Ma la poesia consente di attraversare quasi indenni ogni distacco, ogni dolore, di attraversare la notte con la certezza che si è abitati da un daimon salvifico, la poesia, che ha in sé la tenerezza necessaria per sfuggire all’oscurità che vorrebbe occupare l’animo; il rimpianto non può insediarsi stabilmente, né viene edulcorato, si estenua nella tenerezza, nell’assenza del malanimo: “farai che conosca la donna che ami / e perché ti ama bacerò la sua anima”. Credo che questa toccante dichiarazione sia dedicata ad un figlio, ma non importa, non è il referente che ha importanza, è l’amore in sé “patto d’amore inestinguibile”.

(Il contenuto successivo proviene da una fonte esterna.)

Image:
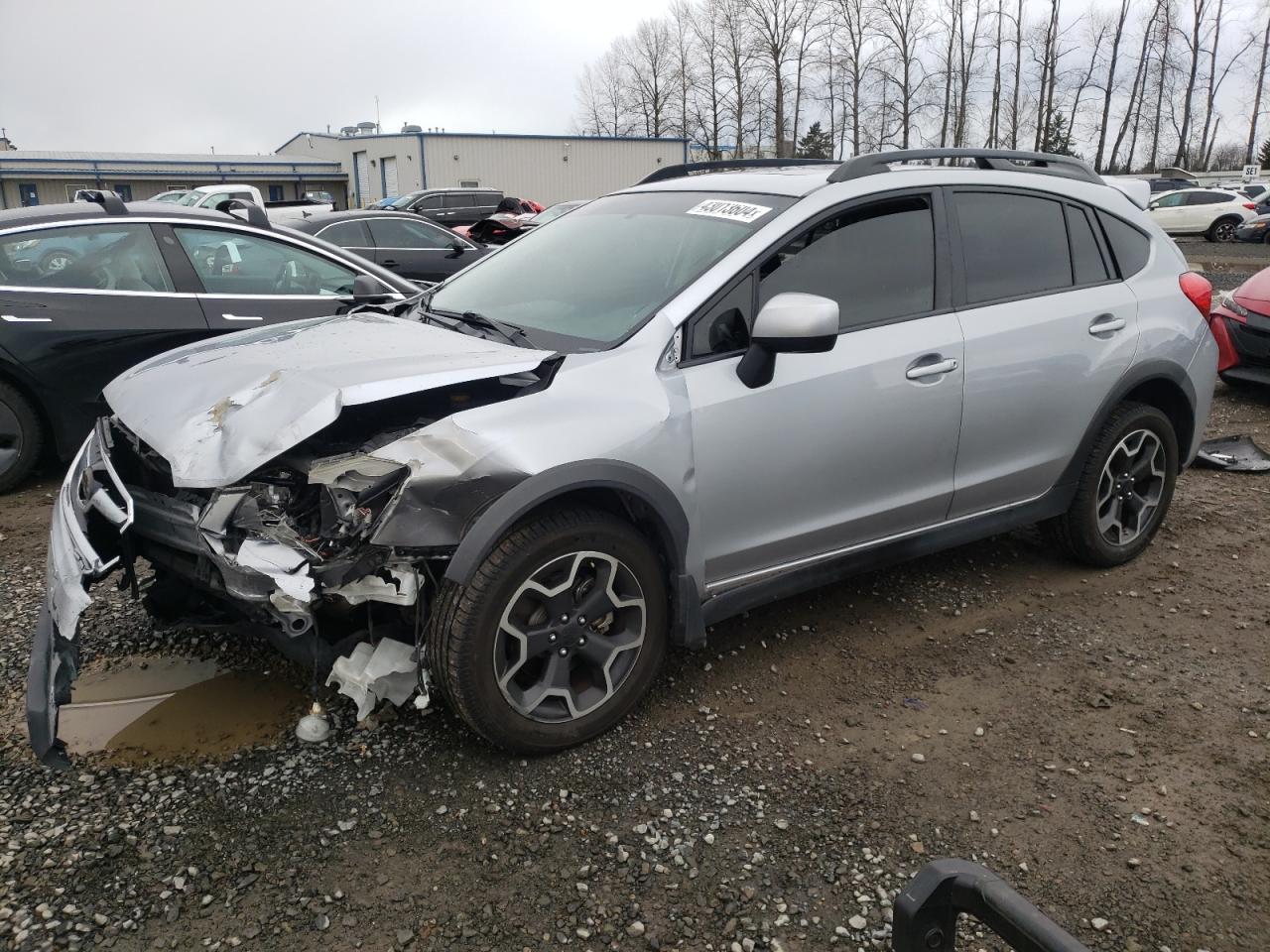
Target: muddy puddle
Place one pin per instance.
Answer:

Possono sembrare versi misticheggianti, ma non lo sono, appartengono alle muse, ad una visione di totale pienezza e fusione con la parte che in noi è luce, vibrazione calma che si accorda con tutte le vibrazioni positive e benevoli che percorrono la terra e che pochi sanno cogliere. L’opera è corposa, suddivisa in sezioni, che non hanno altra ragione d’essere che il referente, perché il tono non muta, il dettato si dipana nel discorso intimo che si vuole instaurare con il lettore, per questo è semplice, privo di ricercatezze retoriche e lessicali, profondo e lieve. Lievi sono anche le liriche, tutte piuttosto brevi, giocate su una musica appena accennata che denunciano la piena padronanza dei dettami poetici e di una voce pienamente conquistata.